The headline in Le Figaro summed it up. “Macron: le changement dans la continuité,” or, as my old French teacher “Dutchy” Holland used to say, “plus ça change, boys, plus c’est la même chose.”
But you know what I mean.
Election fever ought to be taking hold by now. But if it is, I have yet to see the signs. There are no posters on display in the town square and no information leaflets confirming the relevant days, the location of the polling stations and the hours on which they will be open.
This will change — and yet not. The President isn’t expected to show up at our maison communale, though the local gendarmes would surely relish the excitement and the mayor would be ironing his sash. Nor can we expect visits from the far-right firebrand Éric Zemmour or his fractionally less extreme rival, Marine Le Pen, to say nothing of the current darling of the Left, Jean-Luc Mélenchon.
The drama, if that is what it is, will be largely confined to our television screens. Such rallies as are planned will be confined to the cities — Nantes, Rennes and Brest — leaving the rural heartland prey to those competing for seats in the National Assembly in elections not due until June.
That is not to say that our votes (or, rather, their votes, as my wife and I remain scandalously disenfranchised) can be taken for granted. It’s just that there aren’t enough of us to make a difference. The Argoat, meaning, in Breton, the area by the forest (or neck of the woods), has a population of less than 75,000, and falling. Seen from Paris, we barely exist.
The only time Macron visited the Côtes-d’Armor department, of which the Argoat is part, was in April 2019, when he addressed a gathering of the region’s mayors in the coastal metropolis of St Brieuc, which just happens to be connected to the capital by TGV. At the time, the gilets-jaunes were in full flood and there were fears that protests might get out of hand. But in the event, not many demonstrators turned up and the President was back in Paris, unmolested, in good time for dinner.

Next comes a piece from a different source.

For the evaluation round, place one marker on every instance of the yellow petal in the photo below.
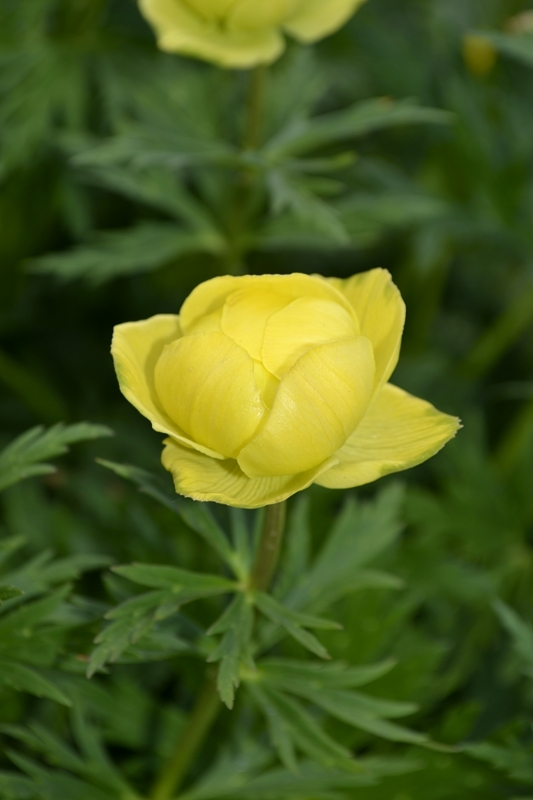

In 2017, our department didn’t quite echo the national mood. In the first round, Macron, leading the charge for his recently formed En Marche movement, scored 28 per cent of the vote, with the quasi-Marxist Mélenchon, rather than Le Pen, in second place. In the nationally-determined runoff, with Mélenchon excluded from the ballot, it was a walkover for the arriviste ex-banker, who achieved a whopping 73.47 per cent of votes cast, against 26.53 per cent for Le Pen.
In our village, on a high turnout, Mélenchon actually came out on top in the opening round, taking nearly 29 per cent of the vote against 23 per cent for Macron, with Le Pen, on less than 17 per cent, in third place. But when I tell you that there are less than 200 entries in our local phonebook, you will perhaps appreciate how marginal our contribution was to the outcome.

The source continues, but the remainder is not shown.